To avoid any possible contamination, the research base was equipped to be self-sufficient, was protected with numerous anti-airair?! on the moon?vacuumcraft guns or so.

All contacts between the Earth and the Moon had been reduced to the absolute minimum.
200 researches were supported by 20k (100 per 1) workers, engineers and so, with in-situ industrial facilities to cease any possible need in physical contacts with the Earth.
Chemistry, mechanics, electronics - everything could be made by the themselves.
This was a real space colony, not just a base.

But something went wrong.

Not many people were motivated to live for years (or maybe even decades) on the Moon, in bad air and low gravity.
Such conditions would definitely cause health problems or even kill them before the contract was over.

Only two categories were ready to face this destiny. Those, who had no choice.
And another ones, who their choice made.

Most of workers and engineers just agreed to exchange their health on money, career or other material things.
They were just doing their work in conditions worse than anywhere on Earth.

Scientists were enthusiasts, possessed by the greatest honor for any scientist: research the gift from another world.

But there was something more...
Not all the scientists served the science just as science.

The alien organic agent was not dangerous, it didn't kill anybody. Vice versa, it protected everything from dying.
That's how it survived the space journey and crash.

Some of the researchers were united not only by the student "fraternities", "sororities" and other drink clubs.
They got a unique chance to raise their secret cult.
And they were ready to put their lives on the altar, taking almost every second post in the lunar scientific department, with no return.
And their aim was not just the knowledge.

... The shells with the alien agent fell down far from the Earth cities. And it took about two months before somebody noticed that something was going wrong.
Nobody was dying from strange disease.
Even more: nobody was dying.
No epidemiological countermeasures made effect, because there was nothing to cure.
Just a body was still walking after with thirty gun shots.

When the source of the problem got understood, several spaceships were sent to capture or eliminate the lunar base.
But its defence systems shot them down even before they could reach the Moon orbit.

Zombocalypse caused nuclear strikes in attempt to stop the pandemy, but with no visible effect.
And the only remedy was hidden in the lunar base dungeon.
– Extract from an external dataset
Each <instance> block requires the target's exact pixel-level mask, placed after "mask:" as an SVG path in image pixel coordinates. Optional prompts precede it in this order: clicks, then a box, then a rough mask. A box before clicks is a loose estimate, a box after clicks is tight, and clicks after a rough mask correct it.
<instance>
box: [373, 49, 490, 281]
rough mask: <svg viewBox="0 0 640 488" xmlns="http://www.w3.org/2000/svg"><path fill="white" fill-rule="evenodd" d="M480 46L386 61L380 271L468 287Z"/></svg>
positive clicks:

The lunar cultists took the power. They had a self-sufficient lunar base equipped enough to build anything it needs.
But the problem was low gravity. Now there was no need to stay on the Moon, loosing their health.
So, they have built Lunark, a large lunar orbital station for 1000 persons and left the Moon with loyal followers.
And letting other 19k be the industrial personnel to provide resources and products on the Moon facilities.
(Though, with the small doses of the alien agent this was not so deadly. It was curing most of low-G effects providing long and productive life time).